Moderna si era impegnata a non far valere i suoi brevetti relativi al Covid 19, per garantire un accesso globale equo ai vaccini. Proposito portato avanti fino a marzo 2022, quando l’emergenza pandemica è stata ritenuta dall’azienda in una fase di normalizzazione in quanto “la lotta collettiva contro il Covid 19 è entrata in una nuova fase e la fornitura di vaccini non era più una barriera all’accesso in molte parti del mondo”.
Tra le reazioni italiane alla notizia della causa intentata da Moderna contro Pfizer e BioNTech merita una segnalazione quella del direttore del Dipartimento di medicina molecolare dell’università di Padova Andrea Crisanti, che ha definito “inopportuna e intempestiva” l’azione dell’azienda americana, parlando di “giorno nero per la scienza e la ricerca e il diritto internazionale alla salute”.
Secondo l’esperto, la decisione di Moderna “è un atto intempestivo perché siamo in una situazione ancora transitoria e non sappiamo se dovremo affrontare nuove fasi dell’epidemia con sviluppo di vaccini aggiornati, diversi. Ed è inopportuno perché getta una luce sinistra su quelli che sono gli interessi dietro i vaccini”. Ma, ha aggiunto Crisanti, si tratterebbe anche di “un atto intimidatorio verso tutti quei Paesi che non hanno tecnologie proprie e fanno affidamento su questa tecnologia” per farsi un vaccino. “Penso che peggio di così non poteva essere. È un qualcosa che va oltre il caso specifico con Pfizer. È un atto di intimidazione che può avere conseguenze negative su tutti coloro che vogliono investire nella ricerca sui vaccini”ha commentato duramente il virologo.

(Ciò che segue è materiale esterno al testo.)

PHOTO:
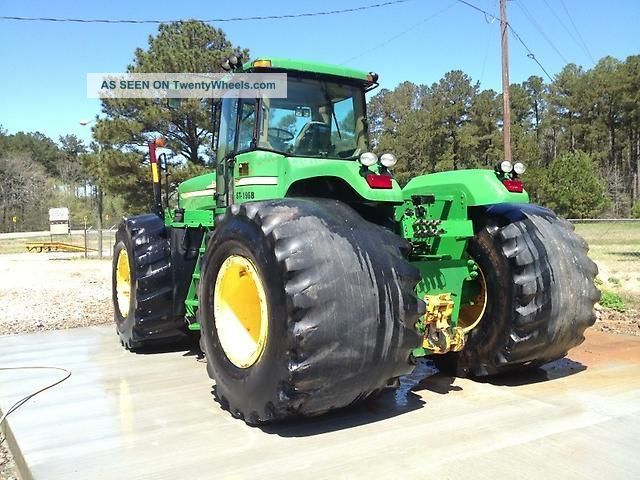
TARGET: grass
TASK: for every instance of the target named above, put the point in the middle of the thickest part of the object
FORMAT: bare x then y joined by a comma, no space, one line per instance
18,245
616,249
612,300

“Io credo nell’utilità dei brevetti come leva del progresso, dell’innovazione tecnologica e della formazione di ricchezza” ha quindi precisato Crisanti “però credo anche che ci siano situazioni in cui l’accesso e le licenze di determinati brevetti debba essere regolato, in modo particolare quando ci sono esigenze di sanità pubblica, come un’epidemia, o esigenze sociali come quando Paesi poveri o in via di sviluppo non hanno le risorse per potersi permettere di sviluppare un farmaco o un vaccino per conto proprio”.

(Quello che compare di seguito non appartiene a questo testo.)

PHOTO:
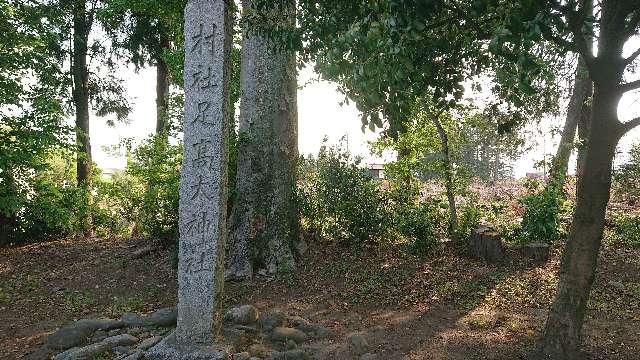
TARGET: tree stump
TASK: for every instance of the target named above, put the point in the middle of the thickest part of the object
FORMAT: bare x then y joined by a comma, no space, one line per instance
486,244
537,251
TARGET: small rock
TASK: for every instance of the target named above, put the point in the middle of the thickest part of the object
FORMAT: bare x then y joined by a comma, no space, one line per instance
115,332
271,320
357,344
100,335
291,355
90,351
242,356
314,330
120,350
259,351
248,329
616,284
282,334
239,338
295,321
290,345
77,333
148,343
242,315
163,318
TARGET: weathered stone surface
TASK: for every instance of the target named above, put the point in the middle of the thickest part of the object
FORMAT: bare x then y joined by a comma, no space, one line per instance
203,182
314,330
242,356
87,352
242,315
78,332
148,343
296,354
271,319
170,349
282,334
538,251
358,345
294,320
163,318
259,351
486,244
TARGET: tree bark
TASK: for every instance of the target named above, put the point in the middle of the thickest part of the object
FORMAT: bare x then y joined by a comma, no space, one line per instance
448,176
563,330
80,73
162,91
582,90
264,220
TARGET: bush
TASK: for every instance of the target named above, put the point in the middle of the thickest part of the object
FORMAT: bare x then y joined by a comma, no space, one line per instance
627,177
544,211
339,200
47,204
154,168
626,230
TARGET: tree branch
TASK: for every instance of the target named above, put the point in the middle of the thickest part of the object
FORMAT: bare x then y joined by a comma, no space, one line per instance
630,125
632,57
633,85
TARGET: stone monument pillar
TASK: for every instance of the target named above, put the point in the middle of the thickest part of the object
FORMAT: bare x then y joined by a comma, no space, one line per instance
203,184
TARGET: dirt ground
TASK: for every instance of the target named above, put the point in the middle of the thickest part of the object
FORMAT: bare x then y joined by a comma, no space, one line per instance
445,306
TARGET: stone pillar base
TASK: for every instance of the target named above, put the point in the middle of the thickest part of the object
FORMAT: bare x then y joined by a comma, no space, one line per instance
169,349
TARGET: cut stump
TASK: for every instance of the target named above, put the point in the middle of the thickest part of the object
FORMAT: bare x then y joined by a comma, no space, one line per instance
486,244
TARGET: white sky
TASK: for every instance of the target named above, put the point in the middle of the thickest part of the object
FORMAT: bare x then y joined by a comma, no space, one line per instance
320,115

Secondo il virologo, la mossa di Moderna, “dà veramente munizioni a tutti i complottisti e coloro che hanno posizioni anti-vaccino e hanno espresso dubbi sulla legittimità delle grandi case farmaceutiche ad accumulare guadagni sui vaccini. Ora Pfizer è dotata di un team di avvocati che darà del filo da torcere a Moderna per anni, e non penso che avrà problemi. Penso invece – ha concluso Crisanti – a tutte le piccole realtà che non hanno le risorse e non possono permettersi una causa legale contro Moderna”.